Glossopharyngeal breathing (GPB, glossopharyngeal insufflation, buccal pumping, or frog breathing) is a means of pistoning air into the lungs to volumes greater than can be achieved by the person's breathing muscles (greater than maximum inspiratory capacity). The technique involves the use of the glottis to add to an inspiratory effort by gulping boluses of air into the lungs. It can be beneficial for individuals with weak inspiratory muscles and no ability to breathe normally on their own.

The technique was first observed by physicians in the late 1940s in polio patients at Rancho Los Amigos Hospital, in Los Angeles, by Dr. Clarence W. Dail and first described by Dail in 1951 in the journal California Medicine.

Both inspiratory and, indirectly, expiratory muscle function can be assisted by GPB. GPB can provide an individual with weak inspiratory muscles and no vital capacity or breathing ventilator-free breathing tolerance with normal alveolar ventilation and perfect safety when not using a ventilator or in the event of sudden ventilator failure day or night. The technique involves the use of the glottis to add to an inspiratory effort by projecting (gulping) boluses of air into the lungs. The glottis closes with each "gulp". One breath usually consists of 6 to 9 gulps of 40 to 200 ml each. During the training period the efficiency of GPB can be monitored by spirometrically measuring the milliliters of air per gulp, gulps per breath, and breaths per minute. A training manual and numerous videos are available, the most detailed of which was produced in 1999. For those who can not master GPB it is often because of inability of the soft palate to seal off the nose.

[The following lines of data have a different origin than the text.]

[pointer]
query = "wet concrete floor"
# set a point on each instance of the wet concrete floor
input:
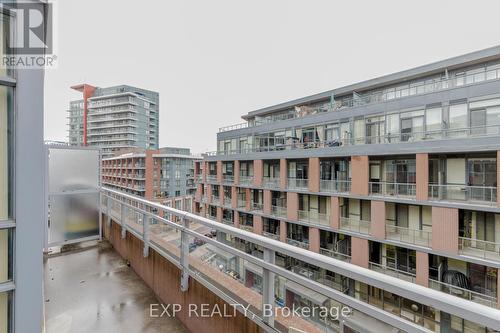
(92, 289)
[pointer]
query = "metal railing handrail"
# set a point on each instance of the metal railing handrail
(476, 312)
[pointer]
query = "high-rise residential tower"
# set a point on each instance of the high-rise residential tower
(396, 175)
(114, 118)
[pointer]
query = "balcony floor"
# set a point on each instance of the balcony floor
(93, 290)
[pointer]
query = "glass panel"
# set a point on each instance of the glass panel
(73, 216)
(64, 162)
(5, 308)
(5, 255)
(5, 152)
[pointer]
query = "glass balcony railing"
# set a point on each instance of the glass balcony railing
(422, 87)
(271, 182)
(298, 184)
(227, 179)
(271, 235)
(335, 186)
(212, 178)
(393, 189)
(278, 211)
(360, 226)
(406, 235)
(479, 248)
(314, 217)
(301, 244)
(257, 206)
(245, 180)
(400, 274)
(403, 138)
(473, 296)
(335, 254)
(479, 194)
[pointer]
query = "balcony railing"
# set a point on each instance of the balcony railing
(271, 182)
(479, 248)
(241, 203)
(215, 200)
(246, 227)
(298, 184)
(406, 235)
(257, 206)
(227, 179)
(403, 275)
(271, 235)
(393, 189)
(335, 186)
(481, 194)
(423, 87)
(211, 178)
(314, 217)
(278, 211)
(294, 242)
(202, 263)
(335, 254)
(403, 138)
(245, 180)
(473, 296)
(363, 227)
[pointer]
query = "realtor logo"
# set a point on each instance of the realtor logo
(30, 29)
(30, 41)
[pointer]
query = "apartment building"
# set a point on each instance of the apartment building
(398, 174)
(154, 174)
(114, 118)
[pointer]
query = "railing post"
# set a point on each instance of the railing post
(108, 211)
(123, 210)
(145, 235)
(268, 289)
(184, 257)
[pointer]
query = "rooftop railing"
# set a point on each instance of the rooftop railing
(406, 235)
(416, 88)
(184, 242)
(404, 138)
(480, 194)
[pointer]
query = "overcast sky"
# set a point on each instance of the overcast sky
(213, 61)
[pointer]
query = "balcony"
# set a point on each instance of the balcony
(278, 211)
(360, 226)
(335, 186)
(298, 184)
(477, 194)
(335, 254)
(473, 296)
(301, 244)
(271, 235)
(215, 200)
(245, 180)
(271, 182)
(228, 179)
(314, 217)
(393, 189)
(403, 275)
(211, 178)
(256, 206)
(406, 235)
(479, 248)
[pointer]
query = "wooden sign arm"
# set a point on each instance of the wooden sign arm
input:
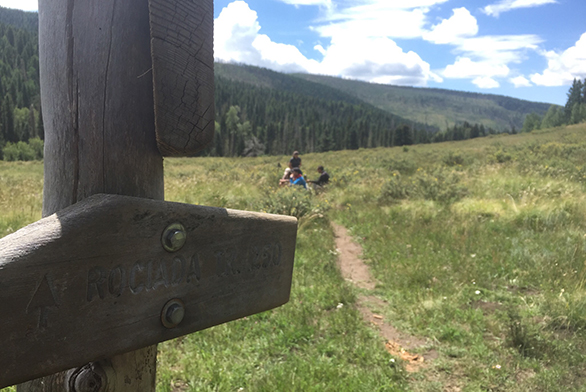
(100, 63)
(112, 274)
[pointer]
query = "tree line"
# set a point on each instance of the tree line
(574, 111)
(250, 120)
(20, 106)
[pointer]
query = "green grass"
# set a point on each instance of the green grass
(477, 246)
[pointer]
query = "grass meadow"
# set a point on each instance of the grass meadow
(478, 247)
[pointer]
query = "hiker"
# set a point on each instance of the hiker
(295, 161)
(297, 178)
(286, 176)
(323, 179)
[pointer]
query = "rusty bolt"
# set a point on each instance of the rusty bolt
(173, 313)
(174, 237)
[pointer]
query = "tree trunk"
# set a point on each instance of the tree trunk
(97, 96)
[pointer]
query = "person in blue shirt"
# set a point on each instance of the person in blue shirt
(297, 178)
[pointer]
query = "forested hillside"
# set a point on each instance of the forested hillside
(259, 111)
(437, 107)
(278, 113)
(20, 107)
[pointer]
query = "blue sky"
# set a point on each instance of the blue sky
(529, 49)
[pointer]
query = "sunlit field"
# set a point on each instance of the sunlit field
(478, 247)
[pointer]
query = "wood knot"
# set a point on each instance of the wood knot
(93, 377)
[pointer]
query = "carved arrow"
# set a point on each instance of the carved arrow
(113, 274)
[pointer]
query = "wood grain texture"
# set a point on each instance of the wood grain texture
(98, 111)
(183, 74)
(97, 97)
(91, 281)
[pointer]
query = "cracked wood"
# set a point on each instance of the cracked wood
(183, 74)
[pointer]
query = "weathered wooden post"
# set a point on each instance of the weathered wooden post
(112, 268)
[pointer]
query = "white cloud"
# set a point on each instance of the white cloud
(563, 67)
(325, 3)
(460, 25)
(465, 68)
(507, 5)
(503, 49)
(486, 82)
(520, 81)
(26, 5)
(358, 49)
(378, 60)
(237, 39)
(381, 23)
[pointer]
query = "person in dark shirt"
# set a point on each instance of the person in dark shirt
(295, 161)
(297, 178)
(323, 179)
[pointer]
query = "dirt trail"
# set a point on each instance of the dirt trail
(354, 270)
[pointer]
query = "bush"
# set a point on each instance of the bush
(453, 159)
(403, 166)
(295, 201)
(438, 185)
(21, 151)
(394, 189)
(502, 156)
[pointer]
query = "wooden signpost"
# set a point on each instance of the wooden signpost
(111, 267)
(115, 273)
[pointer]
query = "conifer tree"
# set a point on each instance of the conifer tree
(574, 97)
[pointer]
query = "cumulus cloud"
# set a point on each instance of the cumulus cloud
(460, 25)
(508, 5)
(26, 5)
(563, 67)
(383, 22)
(520, 81)
(358, 49)
(237, 39)
(504, 49)
(378, 60)
(325, 3)
(486, 82)
(465, 68)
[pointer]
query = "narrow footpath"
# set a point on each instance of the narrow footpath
(355, 270)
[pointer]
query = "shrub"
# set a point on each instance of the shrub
(453, 159)
(394, 189)
(403, 166)
(440, 185)
(23, 151)
(294, 201)
(502, 156)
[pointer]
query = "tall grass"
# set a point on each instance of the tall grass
(478, 247)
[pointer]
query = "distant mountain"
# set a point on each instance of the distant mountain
(259, 111)
(437, 107)
(20, 19)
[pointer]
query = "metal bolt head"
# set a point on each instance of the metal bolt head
(173, 313)
(174, 237)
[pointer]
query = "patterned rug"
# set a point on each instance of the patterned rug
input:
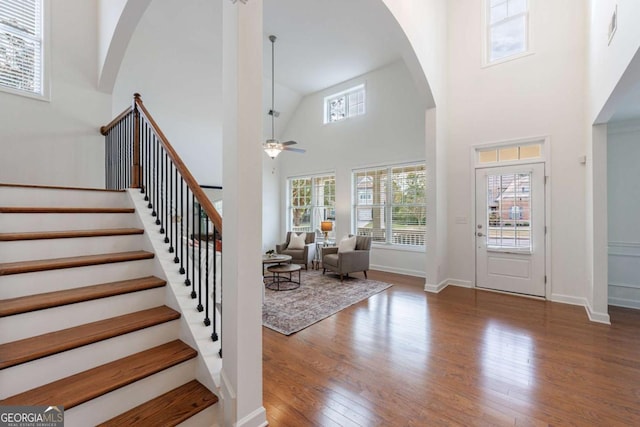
(317, 298)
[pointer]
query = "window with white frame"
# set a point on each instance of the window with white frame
(21, 46)
(312, 199)
(390, 204)
(345, 104)
(507, 28)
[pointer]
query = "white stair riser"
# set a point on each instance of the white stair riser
(26, 376)
(29, 250)
(45, 197)
(17, 223)
(17, 285)
(43, 321)
(119, 401)
(206, 418)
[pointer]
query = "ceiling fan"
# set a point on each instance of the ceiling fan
(272, 146)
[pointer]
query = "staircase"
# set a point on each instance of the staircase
(85, 321)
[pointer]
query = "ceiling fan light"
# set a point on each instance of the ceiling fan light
(272, 148)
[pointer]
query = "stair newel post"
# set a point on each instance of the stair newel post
(200, 308)
(135, 170)
(194, 220)
(182, 270)
(207, 321)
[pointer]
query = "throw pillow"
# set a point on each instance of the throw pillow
(347, 244)
(297, 241)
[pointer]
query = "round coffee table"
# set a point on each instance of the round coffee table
(280, 282)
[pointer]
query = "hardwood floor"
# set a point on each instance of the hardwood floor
(462, 357)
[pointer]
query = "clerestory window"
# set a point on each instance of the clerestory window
(342, 105)
(507, 27)
(22, 47)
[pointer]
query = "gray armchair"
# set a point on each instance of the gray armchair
(299, 256)
(344, 263)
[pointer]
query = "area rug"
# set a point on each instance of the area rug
(318, 297)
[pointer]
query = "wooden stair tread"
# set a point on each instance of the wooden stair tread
(67, 234)
(55, 187)
(62, 209)
(28, 349)
(169, 409)
(70, 262)
(42, 301)
(93, 383)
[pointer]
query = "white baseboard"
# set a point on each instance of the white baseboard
(408, 272)
(257, 418)
(594, 316)
(428, 287)
(461, 283)
(624, 302)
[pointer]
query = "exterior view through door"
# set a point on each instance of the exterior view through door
(510, 229)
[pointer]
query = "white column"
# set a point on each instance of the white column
(242, 224)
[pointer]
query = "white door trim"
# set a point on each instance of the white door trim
(546, 159)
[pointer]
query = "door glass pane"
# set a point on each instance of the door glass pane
(509, 211)
(509, 153)
(489, 156)
(530, 151)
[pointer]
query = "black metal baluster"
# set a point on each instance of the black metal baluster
(200, 308)
(214, 334)
(167, 224)
(174, 235)
(181, 226)
(193, 250)
(207, 321)
(171, 220)
(156, 171)
(187, 282)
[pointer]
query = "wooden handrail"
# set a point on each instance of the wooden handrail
(202, 198)
(104, 130)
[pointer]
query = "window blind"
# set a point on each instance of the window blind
(21, 45)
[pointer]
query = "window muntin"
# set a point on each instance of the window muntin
(391, 198)
(345, 104)
(509, 211)
(21, 46)
(507, 28)
(510, 153)
(311, 200)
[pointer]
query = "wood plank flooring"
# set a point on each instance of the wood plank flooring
(462, 357)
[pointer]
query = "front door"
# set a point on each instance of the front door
(510, 229)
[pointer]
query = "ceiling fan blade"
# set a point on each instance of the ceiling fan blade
(295, 150)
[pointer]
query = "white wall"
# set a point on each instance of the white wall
(538, 95)
(623, 152)
(608, 61)
(425, 26)
(391, 131)
(174, 61)
(57, 142)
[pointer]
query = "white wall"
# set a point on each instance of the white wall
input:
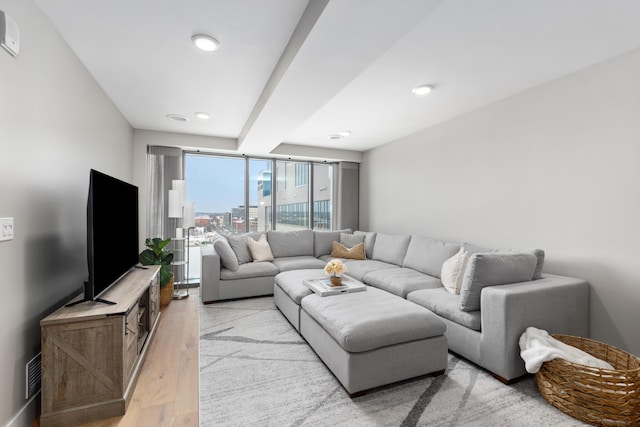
(55, 124)
(557, 167)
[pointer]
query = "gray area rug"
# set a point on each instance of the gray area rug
(256, 370)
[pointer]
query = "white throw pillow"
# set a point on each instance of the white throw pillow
(453, 271)
(260, 250)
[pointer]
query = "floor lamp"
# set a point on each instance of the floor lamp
(189, 222)
(177, 196)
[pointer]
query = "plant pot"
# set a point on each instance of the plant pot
(166, 293)
(335, 280)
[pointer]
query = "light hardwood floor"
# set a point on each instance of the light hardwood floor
(166, 393)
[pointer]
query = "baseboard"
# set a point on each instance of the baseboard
(29, 413)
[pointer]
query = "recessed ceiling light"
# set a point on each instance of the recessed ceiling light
(205, 42)
(422, 89)
(177, 118)
(202, 115)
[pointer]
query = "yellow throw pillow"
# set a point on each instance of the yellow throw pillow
(341, 251)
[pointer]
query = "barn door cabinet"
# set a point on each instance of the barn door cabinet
(92, 353)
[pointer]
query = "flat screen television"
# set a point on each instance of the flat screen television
(112, 233)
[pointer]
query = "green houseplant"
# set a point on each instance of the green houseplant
(157, 254)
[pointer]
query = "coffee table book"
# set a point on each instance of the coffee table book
(323, 287)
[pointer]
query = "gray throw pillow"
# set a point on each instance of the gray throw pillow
(240, 245)
(350, 240)
(492, 269)
(427, 255)
(390, 248)
(228, 258)
(323, 241)
(369, 241)
(291, 243)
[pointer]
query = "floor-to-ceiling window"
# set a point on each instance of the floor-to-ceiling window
(234, 195)
(322, 196)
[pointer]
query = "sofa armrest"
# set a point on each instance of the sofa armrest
(553, 303)
(209, 274)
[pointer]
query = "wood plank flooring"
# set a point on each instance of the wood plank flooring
(166, 393)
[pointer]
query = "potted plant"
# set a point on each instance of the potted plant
(156, 254)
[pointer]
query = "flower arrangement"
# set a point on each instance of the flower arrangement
(335, 268)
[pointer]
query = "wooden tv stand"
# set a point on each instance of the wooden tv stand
(92, 353)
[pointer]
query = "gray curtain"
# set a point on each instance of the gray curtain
(164, 164)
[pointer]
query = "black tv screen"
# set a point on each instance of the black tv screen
(112, 232)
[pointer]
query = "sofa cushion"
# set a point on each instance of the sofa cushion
(369, 241)
(298, 262)
(539, 253)
(427, 255)
(363, 321)
(260, 250)
(400, 281)
(351, 240)
(240, 245)
(453, 271)
(341, 251)
(446, 305)
(491, 269)
(359, 268)
(323, 241)
(391, 248)
(228, 258)
(251, 269)
(291, 243)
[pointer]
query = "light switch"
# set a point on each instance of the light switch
(6, 229)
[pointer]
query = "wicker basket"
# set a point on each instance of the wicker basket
(601, 397)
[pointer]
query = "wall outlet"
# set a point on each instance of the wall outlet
(6, 229)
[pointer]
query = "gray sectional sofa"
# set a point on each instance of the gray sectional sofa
(503, 291)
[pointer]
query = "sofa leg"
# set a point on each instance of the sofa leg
(511, 381)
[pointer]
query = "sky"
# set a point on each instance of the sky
(216, 184)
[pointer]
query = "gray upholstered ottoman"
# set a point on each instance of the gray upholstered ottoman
(289, 290)
(373, 338)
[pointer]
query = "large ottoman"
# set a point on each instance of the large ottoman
(373, 338)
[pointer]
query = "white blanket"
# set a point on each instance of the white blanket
(537, 347)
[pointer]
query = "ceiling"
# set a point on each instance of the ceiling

Although severe oropharyngeal muscle weakness can limit the usefulness of GPB, researchers have cited Duchenne muscular dystrophy ventilator users who were very successful using it. Approximately 60% of ventilator users with no autonomous ability to breathe and good bulbar muscle function can use GPB for autonomous breathing from a span of minutes up to all day. Patients with no vital capacity have awoken from sleep using GPB to discover that their ventilators were no longer functioning. Some have spontaneously come out of anesthesia frog breathing and others out of grand mal convulsions surprisingly without being cyanotic.